Mr. Poole early displayed a talent for mechanical studies, which he has since utilized in the practice of patent law, a department of legal work for which his abilities especially quality him. His early studies were in the schools of Washington, D. D., and later he was fitted for the practice of civil engineering by studies under private instructors, and in 1874 and 1875 served as assistant engineer in surveys carried on by the Engineer Department of the army. Among the records of the War Department are a set of maps and plans for a projected canal from Cumberland, Md., to Pittsburg, Pa., which were made by Mr. Poole from notes taken in the field before he was nineteen years old. Mr. Poole, also, by private instruction fitted himself for entering the higher classes of one of the principal Eastern universities, with a view of attending the same for a short time and taking a degree, but not being able to carry out this project, and intending to devote his attention to patent law, he entered the law school of the Columbian University at Washington, where he was graduated in 1882, taking a prize for an essay on 'Trademarks' at his graduation. In the fall of that year he came to Chicago, which he deemed to be a good field for the particular practice upon which he had determined to enter. He was first associated Melville F. Dayton, well known to the legal fraternity as a mechanical expert in court cases involving mechanical questions, in practice before the United States Patent Office, and later, also, in legal work, with Taylor E. Brown.
Mr. Poole, during his practice of patent law, has acquired a high reputation for skill and ability, both in the work of procuring patents and in the conduct of patent litigation, and he has been employed as counsel in many important cases both in the Patent Office and in the courts. His field of effort has not been confined to Chicago, but he has been called upon to represent important interests in many suits brought in other parts of the country.

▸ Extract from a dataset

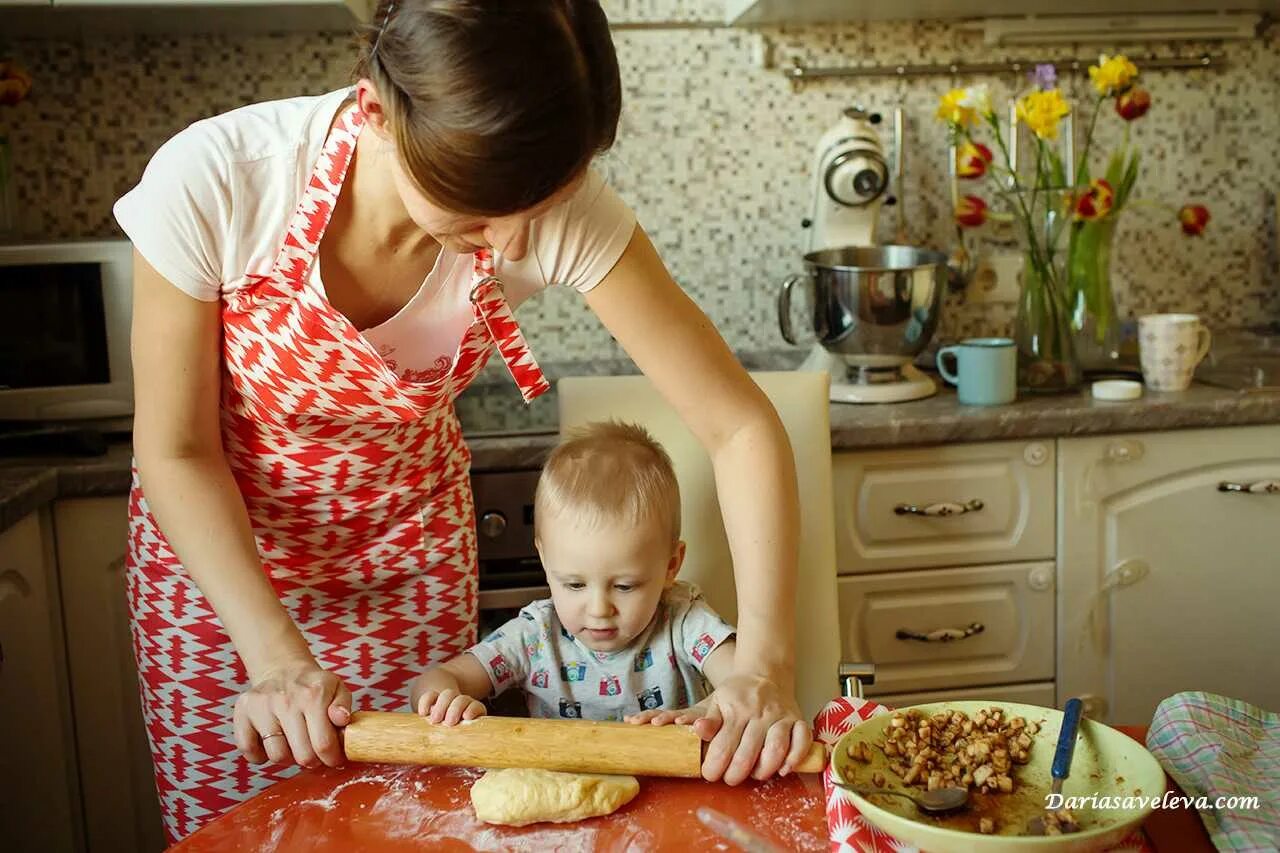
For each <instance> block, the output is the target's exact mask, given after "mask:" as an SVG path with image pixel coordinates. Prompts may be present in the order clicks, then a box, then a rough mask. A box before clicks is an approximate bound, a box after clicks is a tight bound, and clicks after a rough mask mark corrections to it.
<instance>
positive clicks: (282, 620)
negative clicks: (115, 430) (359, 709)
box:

Mr. Poole married, in 1884, at Chicago, Anne Poole, daughter of the late Dr. William Frederick Poole, librarian of the Newberry Library, and since his marriage has lived at Evanston.
pg. 212
Mr. Poole is literary in his tastes, and is a member of the Chicago Literary Club, of which the late Professor David Swing was an interested and active member, and which includes among its membership the best among Chicago's able and scholarly men. He has contributed occasionally to the columns of newspapers and periodicals articles on various topics, and has also contributed to the literature of his profession papers on special subjects, some of which have been prepared for and published by the Patent Law Association, an organization which embraces among its members all lawyers of prominence in this branch of legal profession in Chicago. Moreover, Mr. Poole is now, and for some time past has been, engaged in the writing of a treatise or text book, soon to be published, treating exhaustively of the law relating to the validity of letters patent as affected by the application for the patent and proceedings in the Patent Office prior to the grant. This work Mr. Poole is especially qualified to prepare, by reason of his extended experience in the matters treated of, and it promises, according to the judgment of patent lawyers who know of its intended character and scope, to be one of the most valuable contributions yet made to the literature of this branch of the law."